Different studies generally find varying values for elemental abundances. This is often because spectrographs attached to telescopes do not collect all the light from objects being observed, instead gathering light from a slit or small aperture. Therefore, different observations may sample different parts of the nebula.

However, results for NGC 6543 broadly agree that, relative to hydrogen, the helium abundance is about 0.12, carbon and nitrogen abundances are both about 3×10^-4, and the oxygen abundance is about 7×10^-4. These are fairly typical abundances for planetary nebulae, with the carbon, nitrogen and oxygen abundances all larger than the values found for the sun, due to the effects of nucleosynthesis enriching the star's atmosphere in heavy elements before it is ejected as a planetary nebula.

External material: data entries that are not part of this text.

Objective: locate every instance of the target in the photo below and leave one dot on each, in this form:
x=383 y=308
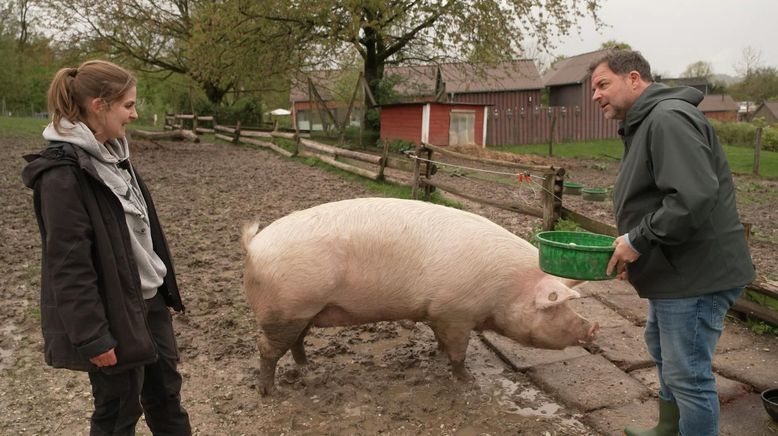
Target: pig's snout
x=592 y=333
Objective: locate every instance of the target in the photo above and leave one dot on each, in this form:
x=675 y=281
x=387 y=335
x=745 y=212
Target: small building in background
x=437 y=123
x=720 y=107
x=572 y=114
x=767 y=110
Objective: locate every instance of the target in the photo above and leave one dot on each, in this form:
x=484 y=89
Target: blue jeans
x=681 y=334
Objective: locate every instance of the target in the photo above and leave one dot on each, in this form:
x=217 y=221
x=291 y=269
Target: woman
x=106 y=278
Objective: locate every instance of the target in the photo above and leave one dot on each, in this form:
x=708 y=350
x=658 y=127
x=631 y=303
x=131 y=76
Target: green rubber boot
x=668 y=422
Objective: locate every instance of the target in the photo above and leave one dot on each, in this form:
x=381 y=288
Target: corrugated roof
x=718 y=103
x=421 y=80
x=572 y=70
x=415 y=80
x=504 y=76
x=772 y=106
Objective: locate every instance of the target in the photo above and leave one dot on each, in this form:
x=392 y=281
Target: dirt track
x=380 y=378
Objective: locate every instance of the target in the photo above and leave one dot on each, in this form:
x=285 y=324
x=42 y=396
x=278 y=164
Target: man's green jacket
x=675 y=197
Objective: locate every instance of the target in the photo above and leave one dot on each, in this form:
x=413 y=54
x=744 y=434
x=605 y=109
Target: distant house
x=767 y=110
x=511 y=89
x=570 y=99
x=719 y=107
x=699 y=83
x=435 y=123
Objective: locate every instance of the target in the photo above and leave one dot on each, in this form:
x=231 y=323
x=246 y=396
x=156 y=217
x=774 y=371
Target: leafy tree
x=419 y=31
x=760 y=85
x=28 y=61
x=612 y=43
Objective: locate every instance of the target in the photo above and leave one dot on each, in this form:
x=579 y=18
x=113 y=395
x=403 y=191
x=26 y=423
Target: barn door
x=461 y=128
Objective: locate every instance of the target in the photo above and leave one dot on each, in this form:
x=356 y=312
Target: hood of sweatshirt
x=114 y=150
x=653 y=95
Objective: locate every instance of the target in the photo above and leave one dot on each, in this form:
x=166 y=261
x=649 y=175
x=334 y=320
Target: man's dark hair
x=622 y=61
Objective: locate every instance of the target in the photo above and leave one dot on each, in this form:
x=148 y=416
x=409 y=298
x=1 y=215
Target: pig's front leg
x=274 y=342
x=453 y=338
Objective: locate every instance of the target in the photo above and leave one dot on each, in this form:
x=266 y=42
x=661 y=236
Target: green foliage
x=698 y=69
x=757 y=325
x=609 y=149
x=759 y=85
x=741 y=159
x=744 y=134
x=19 y=127
x=612 y=43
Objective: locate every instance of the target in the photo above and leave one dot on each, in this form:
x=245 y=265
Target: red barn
x=435 y=123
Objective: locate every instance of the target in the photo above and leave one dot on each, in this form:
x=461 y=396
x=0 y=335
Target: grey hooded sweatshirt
x=106 y=159
x=675 y=197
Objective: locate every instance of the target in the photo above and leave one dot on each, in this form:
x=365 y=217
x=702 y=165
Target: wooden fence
x=422 y=165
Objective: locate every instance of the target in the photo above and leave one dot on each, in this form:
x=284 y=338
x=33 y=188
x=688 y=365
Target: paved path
x=613 y=382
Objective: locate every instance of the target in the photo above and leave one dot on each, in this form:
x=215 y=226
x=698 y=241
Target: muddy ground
x=375 y=379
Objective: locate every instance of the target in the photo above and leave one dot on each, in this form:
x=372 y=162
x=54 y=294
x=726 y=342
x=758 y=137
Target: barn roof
x=718 y=103
x=422 y=80
x=504 y=76
x=771 y=106
x=572 y=70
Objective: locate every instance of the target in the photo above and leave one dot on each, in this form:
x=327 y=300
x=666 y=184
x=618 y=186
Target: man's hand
x=106 y=359
x=622 y=255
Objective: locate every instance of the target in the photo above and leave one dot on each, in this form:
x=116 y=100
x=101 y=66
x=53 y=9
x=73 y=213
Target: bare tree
x=750 y=60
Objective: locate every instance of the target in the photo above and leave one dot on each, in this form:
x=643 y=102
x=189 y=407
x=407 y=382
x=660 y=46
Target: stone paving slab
x=728 y=389
x=625 y=347
x=587 y=383
x=746 y=416
x=611 y=421
x=605 y=287
x=593 y=310
x=755 y=365
x=630 y=306
x=522 y=358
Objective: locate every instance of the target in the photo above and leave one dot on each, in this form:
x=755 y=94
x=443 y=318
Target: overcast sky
x=672 y=34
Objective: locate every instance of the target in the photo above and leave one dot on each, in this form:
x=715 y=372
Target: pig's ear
x=547 y=296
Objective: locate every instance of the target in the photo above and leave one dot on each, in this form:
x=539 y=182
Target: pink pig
x=382 y=259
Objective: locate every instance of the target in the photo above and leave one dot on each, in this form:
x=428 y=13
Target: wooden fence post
x=428 y=174
x=552 y=199
x=757 y=150
x=416 y=171
x=236 y=138
x=384 y=159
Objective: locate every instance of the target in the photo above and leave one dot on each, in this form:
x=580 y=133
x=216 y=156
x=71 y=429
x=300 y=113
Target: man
x=682 y=245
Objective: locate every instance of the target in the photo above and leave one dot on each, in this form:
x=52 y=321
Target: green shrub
x=744 y=134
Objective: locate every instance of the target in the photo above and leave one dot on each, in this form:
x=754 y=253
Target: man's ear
x=634 y=78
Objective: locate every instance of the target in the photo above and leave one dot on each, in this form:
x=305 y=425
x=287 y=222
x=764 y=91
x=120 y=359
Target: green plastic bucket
x=594 y=194
x=575 y=255
x=572 y=188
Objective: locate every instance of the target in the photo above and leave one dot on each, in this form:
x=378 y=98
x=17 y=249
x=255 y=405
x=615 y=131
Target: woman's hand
x=106 y=359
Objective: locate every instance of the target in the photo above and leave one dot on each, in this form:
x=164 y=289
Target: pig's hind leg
x=453 y=338
x=274 y=342
x=298 y=348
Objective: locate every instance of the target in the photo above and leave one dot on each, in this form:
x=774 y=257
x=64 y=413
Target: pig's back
x=419 y=253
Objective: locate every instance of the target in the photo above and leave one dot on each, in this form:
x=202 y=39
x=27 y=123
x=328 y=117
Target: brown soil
x=381 y=378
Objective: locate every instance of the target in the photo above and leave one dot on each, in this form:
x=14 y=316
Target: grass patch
x=610 y=149
x=741 y=159
x=384 y=189
x=22 y=127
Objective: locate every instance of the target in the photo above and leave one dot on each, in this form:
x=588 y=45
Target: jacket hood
x=113 y=151
x=41 y=162
x=653 y=95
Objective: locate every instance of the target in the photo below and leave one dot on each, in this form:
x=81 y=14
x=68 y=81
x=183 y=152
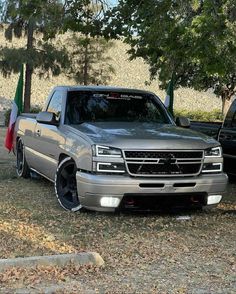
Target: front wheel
x=22 y=168
x=65 y=185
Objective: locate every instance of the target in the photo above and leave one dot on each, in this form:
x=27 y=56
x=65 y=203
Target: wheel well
x=63 y=156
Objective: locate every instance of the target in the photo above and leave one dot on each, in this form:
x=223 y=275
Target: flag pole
x=17 y=107
x=169 y=100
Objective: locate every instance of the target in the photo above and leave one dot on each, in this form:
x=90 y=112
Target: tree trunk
x=226 y=102
x=29 y=68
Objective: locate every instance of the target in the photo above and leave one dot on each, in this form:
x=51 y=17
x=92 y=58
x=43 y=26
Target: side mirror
x=182 y=122
x=46 y=117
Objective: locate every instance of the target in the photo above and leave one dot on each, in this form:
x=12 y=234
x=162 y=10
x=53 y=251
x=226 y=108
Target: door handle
x=38 y=133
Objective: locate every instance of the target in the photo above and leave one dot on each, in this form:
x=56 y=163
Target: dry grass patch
x=143 y=253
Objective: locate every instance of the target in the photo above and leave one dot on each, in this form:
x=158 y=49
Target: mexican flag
x=16 y=109
x=169 y=101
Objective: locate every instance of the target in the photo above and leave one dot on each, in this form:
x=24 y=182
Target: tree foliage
x=37 y=21
x=90 y=63
x=195 y=40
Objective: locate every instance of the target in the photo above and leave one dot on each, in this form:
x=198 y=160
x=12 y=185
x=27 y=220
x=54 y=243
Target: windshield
x=116 y=106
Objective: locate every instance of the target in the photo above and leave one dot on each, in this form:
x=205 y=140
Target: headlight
x=107 y=151
x=213 y=160
x=213 y=152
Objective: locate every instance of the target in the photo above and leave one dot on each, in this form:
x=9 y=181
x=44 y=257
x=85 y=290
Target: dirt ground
x=143 y=253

Deep spectroscopic analysis of NGC 6543 may indicate that the nebula contains a small amount of material which is highly enriched in heavy elements; this is discussed below.

==Kinematics and morphology==
The Cat's Eye Nebula is structurally a very complex nebula, and the mechanism or mechanisms that have given rise to its complicated morphology are not well understood. The central bright part of the nebula consists of the inner elongated bubble (inner ellipse) filled with hot gas. It, in turn, is nested into a pair of larger spherical bubbles conjoined together along their waist. The waist is observed as the second larger ellipse lying perpendicular to the bubble with hot gas.

The structure of the bright portion of the nebula is primarily caused by the interaction of a fast stellar wind being emitted by the central PNN with the visible material ejected during the formation of the nebula. This interaction causes the emission of X-rays discussed above. The stellar wind, blowing with the velocity as high as 1900 km/s, has 'hollowed out' the inner bubble of the nebula, and appears to have burst the bubble at both ends.

It is also suspected that the central WR:+O7 spectral class PNN star, HD 164963 / BD +66 1066 / PPM 20679 of the nebula may be generated by a binary star. The existence of an accretion disk caused by mass transfer between the two components of the system may give rise to astronomical jets, which would interact with previously ejected material. Over time, the direction of the jets would vary due to precession.

Outside the bright inner portion of the nebula, there are a series of concentric rings, thought to have been ejected before the formation of the planetary nebula, while the star was on the asymptotic giant branch of the Hertzsprung–Russell diagram. These rings are very evenly spaced, suggesting that the mechanism responsible for their formation ejected them at very regular intervals and at very similar speeds. The total mass of the rings is about 0.1 solar masses. The pulsations that formed the rings probably started 15,000 years ago and ceased about 1000 years ago, when the formation of the bright central part began (see above).

Further, a large faint halo extends to large distances from the star. The halo again predates the formation of the main nebula. The mass of the halo is estimated as 0.26–0.92 solar masses.